In the Company of Grief


Saturday my husband preached the funeral of a beloved church member that unexpectedly passed last week. Yesterday was the anniversary of the death of Ben’s brother many years ago. This coming Saturday we will attend another funeral for another saint. The past couple weeks have been a particularly difficult time of mourning for me in the midst of our infertility journey.

It feels as if grief is everywhere, pressing in on all sides. Some fresh sorrow, some old, yet all the same – engulfing, unrelenting.

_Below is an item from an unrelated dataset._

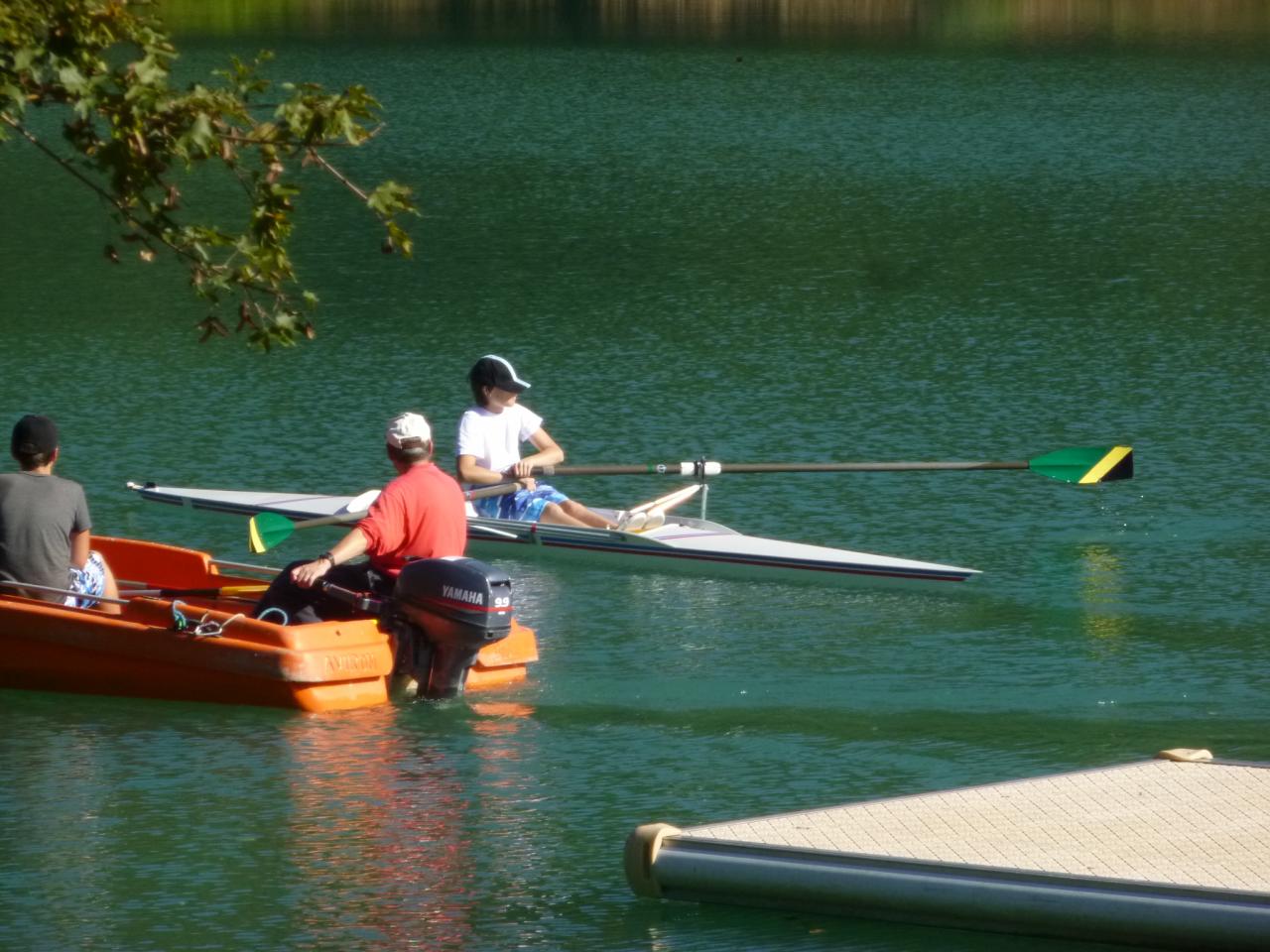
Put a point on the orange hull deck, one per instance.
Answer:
(141, 653)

Contrary to what I previously thought, I have learned that grief, once introduced, is a steady companion. Some days it stands distant in the background; others, it is as close as can be. But it is always there. It does not fade and disappear with the passage of time. I have watched friends and family continue to grieve years, decades even, after the loss of a loved one. And it wasn’t until we faced the death of our dream of having children that I learned the lingering pain of loss; I fully expect grief to be a companion the remainder of my life.

A friend of mine who suffered the death of her husband once told me people are surprised that she still grieves his loss, even years later. I still feel the ache of my loss of motherhood at the most innocuous reminders of children, though we’ve been on this journey for years. We often expect ourselves to “get over it” and “move on.” I myself feel embarrassed to still be so broken and weak over my loss, wishing I was stronger and more resilient. Don’t I have plenty to be thankful for and happy about?

Though the Lord has given us countless blessings, no amount of them cancels out loss. Even Jesus – the very God incarnate, who had the power to raise from the dead, and knew that He would do so – mourned the death of His friend Lazarus. Even though Jesus knew resurrection was imminent, Lazarus’ death was not ignored or dismissed lightly. It was mourned by the God-Man Himself.

Loss never becomes more palatable. We never grow accustomed to it or grow to be happy about it. The pain does not magically dissipate after X number of days/weeks/months. Because this is not the way life is supposed to be. To expect grief to diminish, to attempt to minimize the pain, is to downplay the devastating effects of sin on this world. Because, ultimately, that is what we mourn – the deviation from the created order caused by sin. And we ache for all this heartbreak to be undone.

God promises that one day it will be.

He will wipe away every tear from their eyes, and death shall be no more, neither shall there be mourning, nor crying, nor pain anymore, for the former things have passed away.
Rev 21:4

Tomorrow we remember another death – that of Jesus Christ on the cross. But it wasn’t the end. Sunday we will celebrate Jesus’ resurrection, when He defeated death and secured resurrection for all those that believe on Him. One day, our bodies, along with this world, will be renewed, free from the curse of sin. In the midst of our grief, we have the assurance and comfort that one day all our sorrow will be undone.

Though we do not grieve as those without hope, still, we grieve. To make light of grief, expecting it to go away quickly and quietly, is a travesty. It belittles the violent upheaval and undoing caused by sin of the perfect world God made. The hope of resurrection God has given us is only seen for its great glory and magnificence when we recognize the depth of the devastation He has undone.

And so we wait. We grieve. And we look with a hopeful eye towards that day when He will turn our mourning in to dancing.